Dave uses four rags to plug the scuppers, as their are two holes on each side. First let the rain fall for a little while to clean any salt off the surfaces. I go around when this is happening and use a rag to wash away any dirt I can. Let it rain long enough so that the water pouring down the scuppers is clean. Then plug the scuppers and let some water collect. Put a rag over a funnel, put it into a jerry jug, and pour water into the funnel. The rag is a good idea as I constantly find little bits of dirt and hairs in the rag after pouring clean water through it.
|Plug the scuppers with rags, once the water is clean|
|Let the water collect...|
|Prepare the funnel, rag filter and jug|
|Scoop water, pour into jug, repeat|
My water maker, when it was working, only made 1 1/2 gallons of water an hour. It used between 6 and 8 amps to do this, so power was a concern on cloudy days (I prefer not to run my engine to charge my batteries.) With so little water available I would never consider having showers or washing my clothes onboard. This all changes when water becomes plentiful, as it does with this technique - at least in areas with rain.

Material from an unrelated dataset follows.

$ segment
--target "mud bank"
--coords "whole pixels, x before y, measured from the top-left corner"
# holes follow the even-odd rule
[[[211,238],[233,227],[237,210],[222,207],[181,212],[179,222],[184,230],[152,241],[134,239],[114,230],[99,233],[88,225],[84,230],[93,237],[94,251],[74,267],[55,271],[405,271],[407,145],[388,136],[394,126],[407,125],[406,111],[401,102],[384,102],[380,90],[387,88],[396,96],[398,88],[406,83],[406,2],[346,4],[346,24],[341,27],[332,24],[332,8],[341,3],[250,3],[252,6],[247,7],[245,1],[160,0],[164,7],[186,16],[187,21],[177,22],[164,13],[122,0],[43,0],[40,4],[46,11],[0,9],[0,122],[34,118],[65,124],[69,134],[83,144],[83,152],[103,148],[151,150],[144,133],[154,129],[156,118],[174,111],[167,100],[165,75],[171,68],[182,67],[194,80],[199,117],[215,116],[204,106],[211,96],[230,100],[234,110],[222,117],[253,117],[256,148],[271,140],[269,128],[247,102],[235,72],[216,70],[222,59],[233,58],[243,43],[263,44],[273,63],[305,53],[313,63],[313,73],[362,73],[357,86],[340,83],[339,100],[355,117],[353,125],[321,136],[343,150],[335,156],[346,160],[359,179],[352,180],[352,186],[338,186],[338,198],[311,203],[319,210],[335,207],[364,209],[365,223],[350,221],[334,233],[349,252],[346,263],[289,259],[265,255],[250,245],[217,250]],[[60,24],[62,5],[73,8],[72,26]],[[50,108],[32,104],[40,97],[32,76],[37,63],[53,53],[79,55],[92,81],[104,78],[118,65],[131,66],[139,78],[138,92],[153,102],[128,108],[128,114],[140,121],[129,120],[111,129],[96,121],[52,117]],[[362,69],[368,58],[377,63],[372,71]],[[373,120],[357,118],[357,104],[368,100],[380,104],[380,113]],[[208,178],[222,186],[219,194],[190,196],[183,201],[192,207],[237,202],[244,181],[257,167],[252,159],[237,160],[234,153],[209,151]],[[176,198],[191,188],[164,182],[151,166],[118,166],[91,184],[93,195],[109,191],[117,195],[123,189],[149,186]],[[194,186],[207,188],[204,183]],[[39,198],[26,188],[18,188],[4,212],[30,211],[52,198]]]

Back to the Tuamotus and my first experiences. A few days after my first experiment some more squalls started to roll through. I started hoping that the passing squalls would hit me directly rather than wishing that they would miss as I did in the past. I wanted to collect the squall water! I had two close misses that day and was able to collect 5 gallons of water which I treated with bleach (1/2 a teaspoon) and poured into my tank.
Since then I have had several occasions when I have had heavy rain. One day while I was in Papeete I collected 15 gallons for my water tank and it continued to rain. I then started washing clothes. I would collect 5 gallons, use it in my double sinks to first wash clothes and then start rinsing. Rinsing takes a lot of water so I went out to pour 5 more gallons into the jug, using 10 gallons to wash my clothes. On days when its raining hard, or lightly but constantly, you'll have more water than you'll be able to use. I filled my water tank, washed clothes, washed myself and then unplugged the scuppers to let both side decks drain as they were completely full, with water overflowing over the top of the cap rails.
Collecting rainwater is awesome! I haven't made water with my water maker in the last two months. Between collecting water and getting water from shore when its available, my tanks are always full. Thanks to Dave for passing along his advice on how he did it on Swan. Any other owners of PSC 34/37 or other boats with high bulwarks - take note, this may apply to you as well.